Hass und Gehässigkeit in unseren Tagen

Phoenix-Runde vor einigen Tagen: ,,Verleumden, hetzen, bedrohen“ ist das Thema. Moderator Alexander Kähler will mit seinen Gästen den Hass ergründen und seine seuchenhafte Ausbreitung in der Gesellschaft. Mehrfach vergebens fragt Kähler in seine Runde, was die tieferen Gründe des Hassens seien.
Selbst die Charité-Professorin für Psychiatrie Isabella Heuser zeigt sich ratlos. Erst ganz am Ende, schon in die Abmoderation hinein, ruft der FU-Professor Klaus Schröder, ein Extremismusforscher, Hass sei die Haltung der Zukurzgekommenen.

Die Recherche führt, wie in Sachen Kunst der Liebe, zu Erich Fromm. Er unterscheidet den reaktiven vom charakterlichen Hass. Mit dem ersten reagiere der Mensch auf eine existenzielle Bedrohung, der zweite wohne manch einem Menschen als allgemeine Bereitschaft zur Feindseligkeit inne.
Die Verbindung zwischen dem einen wie dem anderen liegt nahe: Mit Hass und Hasstat reagiert der Gehässige auf eine Bedrohung. Der Gehässige braucht kein reales Angegriffensein. Zur Befriedigung seiner Gehässigkeit wird er sich Bedrohungen einbilden und imaginäre Gefährder suchen. Er will sich ängstigen.
Was politischen Hass und politische Gewalt angeht, so ist das Modell auf traurigste Weise in unserer deutschen Geschichte verankert. Da sehen wir in den Abgrund eines Volkes, das sich zu kurz gekommen fühlte. Vor und dann erst recht nach dem Ersten Weltkrieg. Statt einer Einsicht in das sich selbst und anderen zugefügte Leid und einer berechtigten Wut auf die volksinternen Verursacher wurde den Leuten ein Hass auf die Sieger eingeimpft, auf die Kriegsgegner und auf die Juden.

Gegen die Siegermächte wurde die Alleinschuldlegendelegende inszeniert, gegen die Juden Rassenwahn und Vernichtungswille geschürt.
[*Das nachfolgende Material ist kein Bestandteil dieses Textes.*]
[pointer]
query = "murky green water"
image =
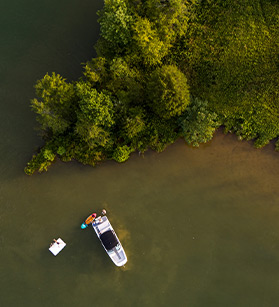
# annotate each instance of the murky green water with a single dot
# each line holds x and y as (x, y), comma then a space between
(200, 226)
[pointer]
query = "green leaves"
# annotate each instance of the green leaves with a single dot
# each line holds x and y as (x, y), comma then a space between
(115, 21)
(198, 123)
(94, 117)
(168, 91)
(55, 111)
(148, 48)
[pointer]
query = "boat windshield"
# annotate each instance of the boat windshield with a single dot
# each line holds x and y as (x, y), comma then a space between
(109, 239)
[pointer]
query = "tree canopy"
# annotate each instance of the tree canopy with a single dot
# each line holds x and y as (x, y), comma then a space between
(165, 69)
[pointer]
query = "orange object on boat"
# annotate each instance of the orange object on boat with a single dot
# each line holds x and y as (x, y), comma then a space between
(90, 218)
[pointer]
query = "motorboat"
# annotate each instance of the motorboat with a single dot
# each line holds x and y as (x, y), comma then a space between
(109, 240)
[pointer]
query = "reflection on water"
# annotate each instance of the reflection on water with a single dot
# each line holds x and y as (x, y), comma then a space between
(199, 226)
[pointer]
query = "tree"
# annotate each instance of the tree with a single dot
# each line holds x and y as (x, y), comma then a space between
(56, 110)
(115, 21)
(94, 117)
(197, 123)
(147, 48)
(168, 91)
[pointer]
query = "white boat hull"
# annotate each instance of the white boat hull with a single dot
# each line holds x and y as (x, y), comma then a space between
(109, 240)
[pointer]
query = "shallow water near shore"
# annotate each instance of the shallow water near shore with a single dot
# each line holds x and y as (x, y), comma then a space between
(199, 226)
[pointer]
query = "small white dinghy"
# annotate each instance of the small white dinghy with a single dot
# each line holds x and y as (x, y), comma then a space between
(109, 240)
(56, 246)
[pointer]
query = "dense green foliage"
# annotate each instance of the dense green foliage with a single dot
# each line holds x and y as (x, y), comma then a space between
(165, 69)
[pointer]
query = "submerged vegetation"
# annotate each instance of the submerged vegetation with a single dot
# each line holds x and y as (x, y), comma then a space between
(165, 69)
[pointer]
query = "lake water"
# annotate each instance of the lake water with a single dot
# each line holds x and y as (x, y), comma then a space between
(199, 226)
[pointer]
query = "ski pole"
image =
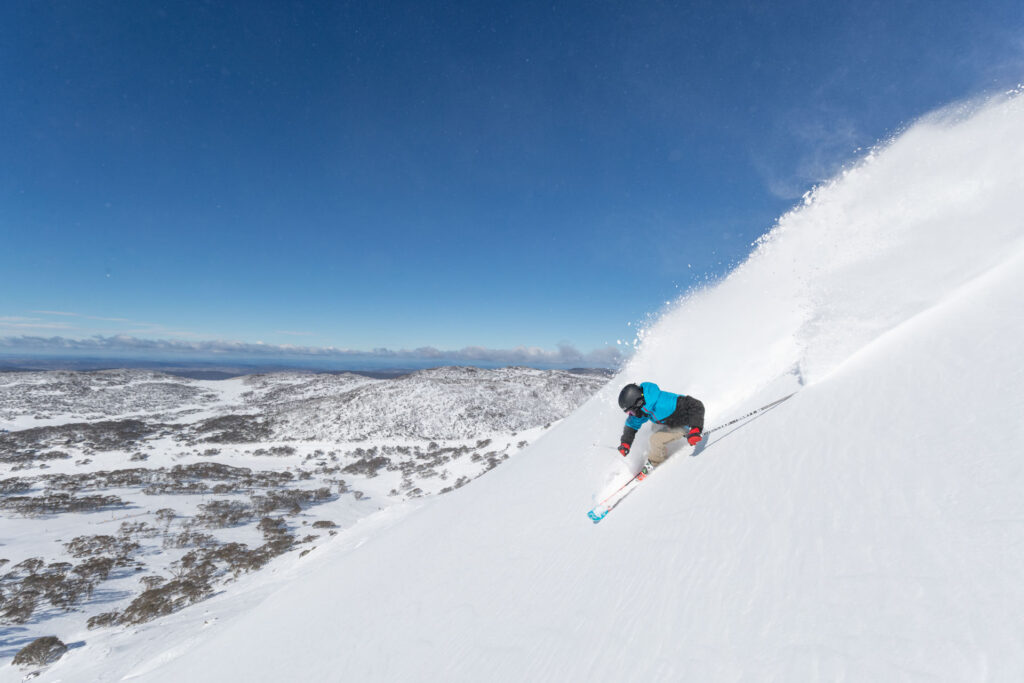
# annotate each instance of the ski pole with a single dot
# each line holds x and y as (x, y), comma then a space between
(751, 414)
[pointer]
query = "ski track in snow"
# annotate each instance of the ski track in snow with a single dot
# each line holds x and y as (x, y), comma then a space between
(871, 527)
Exemplarisch erkennen wir im Antisemitismus jener deutschen Gesellschaft, wie die eigentlich für das Unglück des deutschen Volkes Verantwortlichen von ihrer Schuld auf andere ablenkten.

Es wird uns Deutsche noch lange die Frage quälen, ob Voraussetzung für den imaginärreaktiven Hass eine im Charakter liegende Gehässigkeit lag, ein allgemeiner Hasswille. Bis zu Martin Luther haben dies nur Fritz Fischer und seine Adepten zurückführen wollen. Dennoch bleibt die Frage, ob die deutsche Gesellschaft in der ersten Hälfte des 20. Jahrhunderts eine gehässige war.

Wir sehen also ein Muster, im Nazi-Deutschland in besonders krasser Weise, aber es ist überall überdeutlich wieder zu erkennen: Der Mensch, eine Gruppe, ein Volk der oder die oder das ihm widerfahrendes Unrecht anderen Personen oder Gruppen oder Völkern zuschreibt. Der Gehässige wird sich seine Hassopfer suchen wollen, von diesem seinem Drang auch nur schwer mit Vernunftgründen abzuhalten sein. Vermischt sich nun der Hasstrieb noch mit
wirklichen Ungerechtigkeiten, dann kommt ein explosives Gemisch zustande.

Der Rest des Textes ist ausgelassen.